Kingpin was nominated for PC PowerPlays "Best Music" and "Best Firstperson[sic] Shooter (Single Player)" awards, both of which went to Half-Life. Kingpin was also a runner-up in PC Formats "Best Shoot 'em Up Game" and Levels "First Person Shooter" categories, which was ultimately won by Quake III Arena and Aliens vs. Predator respectively.

Aggregate score
| Aggregator | Score |
|---|---|
| GameRankings | 78% |

Review scores
| Publication | Score |
|---|---|
| CNET Gamecenter | 8/10 |
| Computer Games Strategy Plus | 2.5/5 |
| Computer Gaming World | 4/5 |
| Computer and Video Games | 5/5 |
| Edge | 8/10 |
| GamePro | 2/5 |
| GameRevolution | B− |
| GameSpot | 7.3/10 |
| IGN | 8.3/10 |
| Next Generation | 3/5 |
| PC Accelerator | 7/10 |
| PC Gamer (UK) | 90% |
| PC Gamer (US) | 53% |
| PC PowerPlay | 86% |
| PC Zone | 92% |
| Entertainment Weekly | (Adults) B (Kids) F |

==Legacy and Kingpin: Reloaded==
Multiplayer for Kingpin was previously hosted on both heat.net and Mplayer.com in the late 1990s and early 2000s. Afterwards, multiplayer was hosted on Gamespy Arcade. Once Gamespy dissolved in 2014, the multiplayer was shifted to be primarily ran by an online fan community at kingpin.info which contains a large archival library of downloads and active servers.

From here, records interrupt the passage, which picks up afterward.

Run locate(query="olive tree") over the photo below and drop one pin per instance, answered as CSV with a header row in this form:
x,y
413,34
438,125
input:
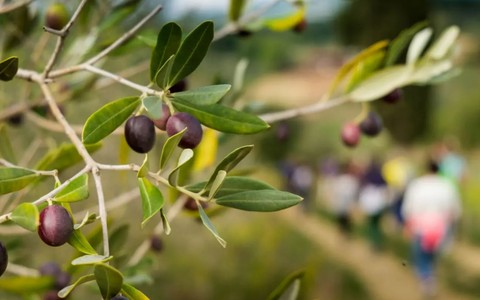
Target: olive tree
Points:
x,y
164,106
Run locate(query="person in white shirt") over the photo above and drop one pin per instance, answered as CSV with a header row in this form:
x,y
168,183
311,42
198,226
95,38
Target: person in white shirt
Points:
x,y
431,207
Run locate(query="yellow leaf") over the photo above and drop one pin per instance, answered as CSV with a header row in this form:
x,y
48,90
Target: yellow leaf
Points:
x,y
286,22
206,151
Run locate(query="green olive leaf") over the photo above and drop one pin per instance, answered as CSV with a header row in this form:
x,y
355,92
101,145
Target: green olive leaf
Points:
x,y
222,118
109,280
207,223
233,185
63,293
90,259
108,118
133,293
192,51
169,147
80,243
26,215
229,162
76,190
8,68
260,200
205,95
15,179
152,199
168,42
64,156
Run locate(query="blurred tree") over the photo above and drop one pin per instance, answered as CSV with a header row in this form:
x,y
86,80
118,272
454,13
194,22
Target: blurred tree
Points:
x,y
364,22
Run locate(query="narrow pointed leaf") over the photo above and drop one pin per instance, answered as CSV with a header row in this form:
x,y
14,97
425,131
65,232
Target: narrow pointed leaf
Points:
x,y
381,83
168,42
87,219
260,200
76,190
205,95
15,179
152,199
217,183
222,118
26,215
161,78
153,106
8,68
444,43
80,243
109,280
229,162
64,156
400,43
166,225
169,147
191,53
185,156
6,150
144,168
108,118
236,9
132,293
90,259
63,293
232,185
206,221
418,44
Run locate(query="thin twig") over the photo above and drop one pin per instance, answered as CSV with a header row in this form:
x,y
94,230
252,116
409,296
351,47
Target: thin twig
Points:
x,y
124,37
62,35
12,6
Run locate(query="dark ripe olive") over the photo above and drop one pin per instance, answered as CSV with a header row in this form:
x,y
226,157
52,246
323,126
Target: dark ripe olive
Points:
x,y
300,26
56,225
350,134
16,119
192,136
162,122
372,125
57,16
140,133
3,259
394,96
179,86
156,243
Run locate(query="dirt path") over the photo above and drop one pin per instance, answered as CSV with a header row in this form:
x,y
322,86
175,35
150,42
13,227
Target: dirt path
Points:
x,y
386,277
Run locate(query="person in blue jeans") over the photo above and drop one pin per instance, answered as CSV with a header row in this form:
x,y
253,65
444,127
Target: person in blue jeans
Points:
x,y
431,208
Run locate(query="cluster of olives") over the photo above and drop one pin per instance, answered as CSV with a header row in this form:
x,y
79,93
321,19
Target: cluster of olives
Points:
x,y
140,130
371,125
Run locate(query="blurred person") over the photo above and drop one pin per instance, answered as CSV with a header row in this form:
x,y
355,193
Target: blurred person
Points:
x,y
431,206
373,199
344,189
398,172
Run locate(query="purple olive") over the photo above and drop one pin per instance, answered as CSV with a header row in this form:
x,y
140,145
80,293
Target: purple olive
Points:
x,y
140,133
3,259
372,125
350,134
192,136
162,122
57,16
56,225
394,96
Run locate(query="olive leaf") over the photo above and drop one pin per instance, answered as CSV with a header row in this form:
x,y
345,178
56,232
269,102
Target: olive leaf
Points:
x,y
108,118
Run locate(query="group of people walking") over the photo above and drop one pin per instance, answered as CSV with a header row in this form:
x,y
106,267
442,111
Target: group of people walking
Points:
x,y
424,202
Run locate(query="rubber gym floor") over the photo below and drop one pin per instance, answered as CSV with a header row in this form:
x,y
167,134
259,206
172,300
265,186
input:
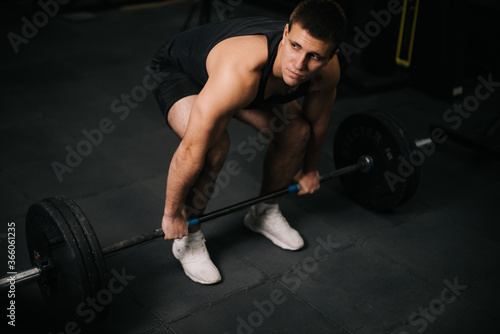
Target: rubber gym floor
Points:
x,y
429,266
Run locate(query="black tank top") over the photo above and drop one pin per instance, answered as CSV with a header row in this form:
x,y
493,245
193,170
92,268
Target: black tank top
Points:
x,y
188,51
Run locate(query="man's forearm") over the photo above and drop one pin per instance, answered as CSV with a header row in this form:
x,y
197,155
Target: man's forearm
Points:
x,y
184,169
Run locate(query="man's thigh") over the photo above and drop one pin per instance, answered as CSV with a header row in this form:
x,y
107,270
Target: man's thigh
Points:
x,y
274,118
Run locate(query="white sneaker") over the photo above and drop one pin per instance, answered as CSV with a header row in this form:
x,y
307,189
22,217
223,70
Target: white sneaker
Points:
x,y
195,260
273,226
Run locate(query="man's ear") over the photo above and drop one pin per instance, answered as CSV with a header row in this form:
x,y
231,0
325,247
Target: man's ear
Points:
x,y
285,33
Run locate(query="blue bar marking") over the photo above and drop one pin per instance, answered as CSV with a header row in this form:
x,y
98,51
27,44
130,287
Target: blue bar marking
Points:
x,y
193,221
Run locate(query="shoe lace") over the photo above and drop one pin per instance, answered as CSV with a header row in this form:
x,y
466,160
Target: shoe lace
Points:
x,y
278,220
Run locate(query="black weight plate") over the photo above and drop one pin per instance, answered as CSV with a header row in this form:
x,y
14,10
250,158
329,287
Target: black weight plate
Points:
x,y
373,134
55,234
413,178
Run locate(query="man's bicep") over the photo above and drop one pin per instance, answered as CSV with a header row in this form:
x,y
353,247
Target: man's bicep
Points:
x,y
214,108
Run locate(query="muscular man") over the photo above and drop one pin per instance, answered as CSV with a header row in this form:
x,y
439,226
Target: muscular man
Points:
x,y
247,69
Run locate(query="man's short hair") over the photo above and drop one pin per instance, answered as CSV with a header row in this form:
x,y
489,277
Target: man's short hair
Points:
x,y
323,19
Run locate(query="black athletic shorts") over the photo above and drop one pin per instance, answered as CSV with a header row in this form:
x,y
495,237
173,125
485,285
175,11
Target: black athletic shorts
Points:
x,y
173,85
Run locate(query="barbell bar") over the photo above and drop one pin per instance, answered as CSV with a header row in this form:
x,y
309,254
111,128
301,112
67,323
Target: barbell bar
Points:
x,y
66,254
364,164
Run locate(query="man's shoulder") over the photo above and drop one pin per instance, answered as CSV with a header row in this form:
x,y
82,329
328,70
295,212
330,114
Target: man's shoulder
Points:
x,y
245,53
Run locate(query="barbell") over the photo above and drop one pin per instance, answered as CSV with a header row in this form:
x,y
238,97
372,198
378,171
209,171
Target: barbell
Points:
x,y
68,261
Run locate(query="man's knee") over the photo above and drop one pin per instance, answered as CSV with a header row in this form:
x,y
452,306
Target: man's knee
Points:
x,y
217,154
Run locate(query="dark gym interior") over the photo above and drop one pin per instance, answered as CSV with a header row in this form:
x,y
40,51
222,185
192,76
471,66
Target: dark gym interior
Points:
x,y
430,265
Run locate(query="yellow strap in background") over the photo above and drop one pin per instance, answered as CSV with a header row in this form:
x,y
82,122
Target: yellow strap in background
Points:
x,y
407,32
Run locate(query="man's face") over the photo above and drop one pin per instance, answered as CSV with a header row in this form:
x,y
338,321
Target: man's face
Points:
x,y
303,56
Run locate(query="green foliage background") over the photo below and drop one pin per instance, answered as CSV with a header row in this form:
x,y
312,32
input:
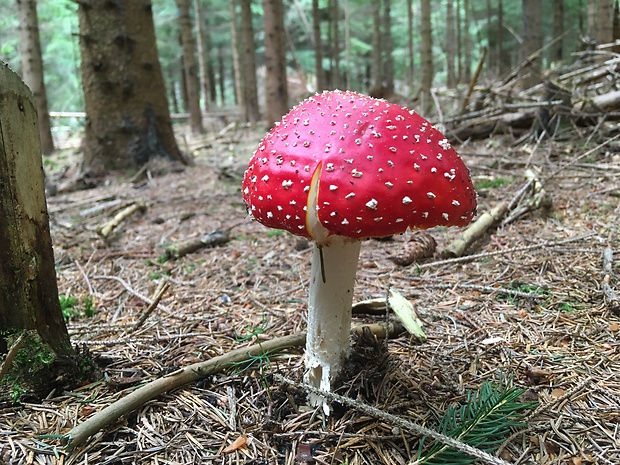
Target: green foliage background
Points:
x,y
59,37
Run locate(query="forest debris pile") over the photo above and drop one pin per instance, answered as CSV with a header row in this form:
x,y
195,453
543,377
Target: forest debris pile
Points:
x,y
528,304
585,94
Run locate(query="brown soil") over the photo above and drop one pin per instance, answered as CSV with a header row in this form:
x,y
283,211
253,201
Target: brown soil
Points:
x,y
529,306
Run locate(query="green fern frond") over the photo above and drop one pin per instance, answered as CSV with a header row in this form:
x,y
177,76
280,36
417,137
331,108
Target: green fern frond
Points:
x,y
484,421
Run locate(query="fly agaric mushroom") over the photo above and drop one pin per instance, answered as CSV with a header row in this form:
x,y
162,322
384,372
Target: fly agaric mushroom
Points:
x,y
342,167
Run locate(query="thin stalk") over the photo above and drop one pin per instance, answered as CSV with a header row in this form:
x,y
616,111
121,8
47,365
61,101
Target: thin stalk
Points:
x,y
329,311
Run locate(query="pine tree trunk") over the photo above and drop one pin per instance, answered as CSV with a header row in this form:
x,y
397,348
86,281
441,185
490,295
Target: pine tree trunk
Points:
x,y
203,56
248,50
557,51
532,40
128,120
221,75
29,297
592,19
388,47
410,55
318,46
426,56
190,67
334,14
234,47
502,57
32,68
605,26
275,60
376,71
450,44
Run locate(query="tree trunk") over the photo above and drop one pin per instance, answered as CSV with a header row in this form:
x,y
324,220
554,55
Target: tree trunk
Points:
x,y
275,60
128,120
234,47
410,55
532,40
318,46
557,50
502,56
388,48
29,297
426,56
450,44
248,50
466,43
334,14
32,68
592,19
605,26
203,56
191,67
221,75
376,70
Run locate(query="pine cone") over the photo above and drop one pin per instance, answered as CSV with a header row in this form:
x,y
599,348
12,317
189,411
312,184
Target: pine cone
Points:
x,y
420,245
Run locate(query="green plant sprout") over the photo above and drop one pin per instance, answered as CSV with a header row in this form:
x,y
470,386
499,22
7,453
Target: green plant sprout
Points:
x,y
522,287
492,183
70,306
484,421
262,361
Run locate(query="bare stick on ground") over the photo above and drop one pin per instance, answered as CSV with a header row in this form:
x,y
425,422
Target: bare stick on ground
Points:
x,y
108,228
612,300
194,373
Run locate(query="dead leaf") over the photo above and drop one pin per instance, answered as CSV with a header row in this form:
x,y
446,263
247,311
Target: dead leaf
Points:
x,y
557,392
235,445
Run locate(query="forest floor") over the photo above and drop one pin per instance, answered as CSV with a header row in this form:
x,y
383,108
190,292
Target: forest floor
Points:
x,y
527,307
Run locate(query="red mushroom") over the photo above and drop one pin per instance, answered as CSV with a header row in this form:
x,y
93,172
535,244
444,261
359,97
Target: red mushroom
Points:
x,y
342,167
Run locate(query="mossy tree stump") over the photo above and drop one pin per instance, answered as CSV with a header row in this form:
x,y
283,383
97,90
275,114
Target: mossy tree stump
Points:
x,y
28,288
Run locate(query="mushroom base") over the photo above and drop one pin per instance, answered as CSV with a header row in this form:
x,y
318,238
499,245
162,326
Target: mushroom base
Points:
x,y
329,312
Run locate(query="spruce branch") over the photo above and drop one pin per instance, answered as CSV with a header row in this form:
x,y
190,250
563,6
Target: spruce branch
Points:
x,y
484,421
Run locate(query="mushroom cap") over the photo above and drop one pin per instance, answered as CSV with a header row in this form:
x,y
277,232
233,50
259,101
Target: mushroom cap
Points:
x,y
368,168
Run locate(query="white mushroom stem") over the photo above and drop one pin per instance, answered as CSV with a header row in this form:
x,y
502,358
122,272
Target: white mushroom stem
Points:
x,y
329,312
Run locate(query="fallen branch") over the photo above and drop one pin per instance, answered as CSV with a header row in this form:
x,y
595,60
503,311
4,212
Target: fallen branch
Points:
x,y
108,228
612,300
474,231
398,421
212,239
159,293
193,373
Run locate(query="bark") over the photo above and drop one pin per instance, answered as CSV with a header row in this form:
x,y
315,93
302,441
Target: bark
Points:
x,y
221,75
532,40
248,52
376,53
466,76
128,120
450,44
334,15
502,55
388,47
203,57
190,67
592,19
318,46
410,56
557,51
234,47
29,297
32,68
605,26
275,60
426,55
491,39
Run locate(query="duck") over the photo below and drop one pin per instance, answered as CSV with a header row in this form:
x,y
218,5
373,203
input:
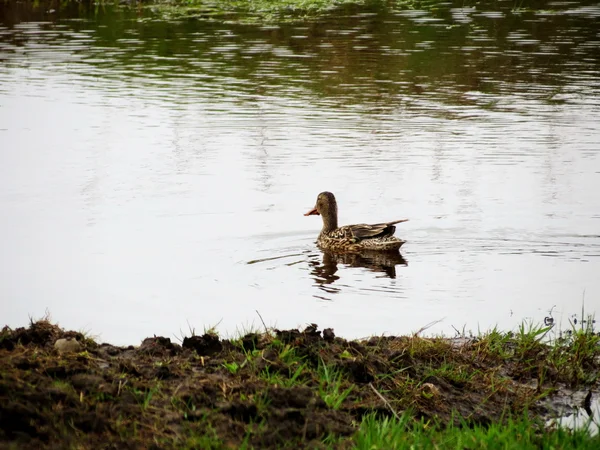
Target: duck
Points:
x,y
352,238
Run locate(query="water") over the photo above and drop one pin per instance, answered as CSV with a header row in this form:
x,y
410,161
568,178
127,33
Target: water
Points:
x,y
153,174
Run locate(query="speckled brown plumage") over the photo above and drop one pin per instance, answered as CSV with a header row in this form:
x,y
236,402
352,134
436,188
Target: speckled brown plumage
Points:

Kingpin would prove to be Xatrix's last game; on the day that Kingpin shipped, Xatrix Entertainment ceased to exist. Many of their team reformed later to create Gray Matter Studios. A sequel to Kingpin was in production at Interplay in 2004 for the PC and Xbox with a 2005 release date, but nothing came of the project.

In 2014, the long-thought lost source code and publishing rights for Kingpin was questioned by Slipgate Studios' Frederik Schreiber. In 2016, Herve Caen responded, and confirmed that Interplay still held the rights to the game, but did not mention the source code. These two interactions would ultimately manifest in a remastering of the game by 3D Realms (where Schreiber would later work for), announced in January 2020 as Kingpin: Reloaded. Initially set to be released later that same year, the missing source code required the developers to ultimately reverse engineer the original game, resulting in a delay. Kingpin: Reloaded was eventually released on December 5, 2023 for PC, while release dates for other platforms remained unannounced.